Briefing paper

Medium- and long-term pressures on the system: the changing demographics and dynamics of aged care

Aged care quality and safety Older people Royal Commissions Aged care

Ageing affects every person throughout their lifespan at different rates and in different ways as every individual is unique. It is inescapable, normal and not necessarily an indication of frailty. Normal ageing slows functionality, but age-related physical, emotional and social changes can be anticipated and managed by understanding the ageing process, adopting a healthy approach to ageing throughout life, and adapting to specific changes. Care available from within the community can support adaptation. However, chronic conditions such as obesity, dementia, and arthritis can diminish functionality. Supportive environments and integrated care systems can help ensure that older people whose capacity has diminished live with dignity and grow personally.
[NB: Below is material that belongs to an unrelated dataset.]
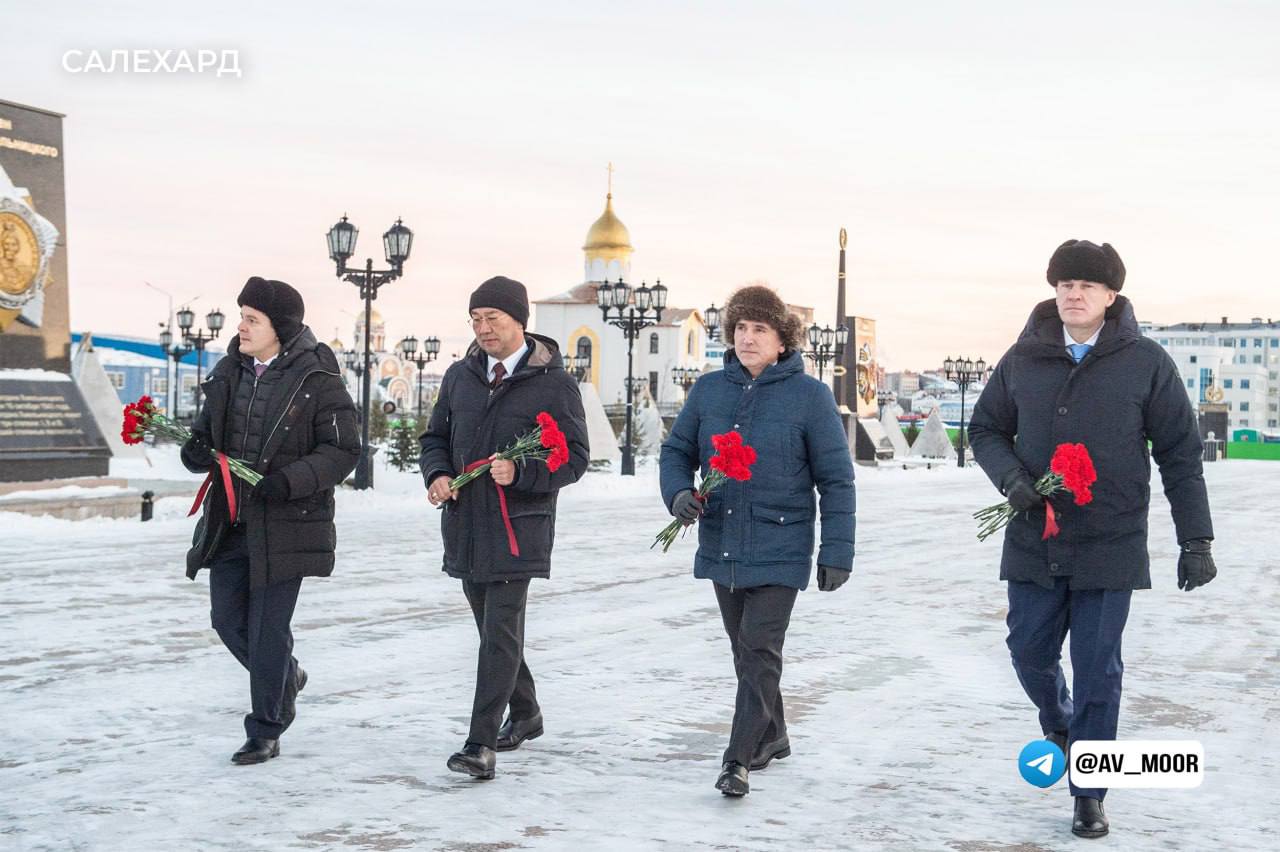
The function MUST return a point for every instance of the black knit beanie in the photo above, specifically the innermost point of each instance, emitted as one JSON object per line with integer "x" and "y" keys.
{"x": 1079, "y": 260}
{"x": 278, "y": 301}
{"x": 506, "y": 294}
Older people, like everyone, need many different types of assistance at different times and for differing periods. These can include:

  • income assistance—including funds for basic living, from public or private pension arrangements, and superannuation and investment concessions;
  • medical assistance—such as treatment or nursing care for an illness, injury or chronic condition;
  • rehabilitation and support—to help restore function and independence after an illness, surgery, accident or a disruption to living arrangements;
  • functional assistance—because they are no longer able to perform activities of daily living, such as bathing, dressing, eating, shopping, or keeping appointments;
  • psychological assistance—for loneliness, depression, anxiety, memory loss, confused thinking and other situations;
  • behavioural assistance—including help to manage aggression, wandering, disorientation, withdrawal, or compulsive behaviour;
  • help with social needs—arising from a lack of interaction with people, isolation from family or friends, or an inability to participate spiritual and cultural activities; and
  • housing-related assistance—for home maintenance, gardening, modification or relocation to enable the person to manage with a disability

Older people needing help rarely require one form. Also, their needs change over time. Some of the conditions associated with advanced age become progressively worse—for example, Alzheimer’s disease—while older people can benefit from short-term rehabilitation and support to improve or restore their independence when they have other conditions. However, the emphasis in treating older people with chronic conditions is often necessarily on caring, rather than curing.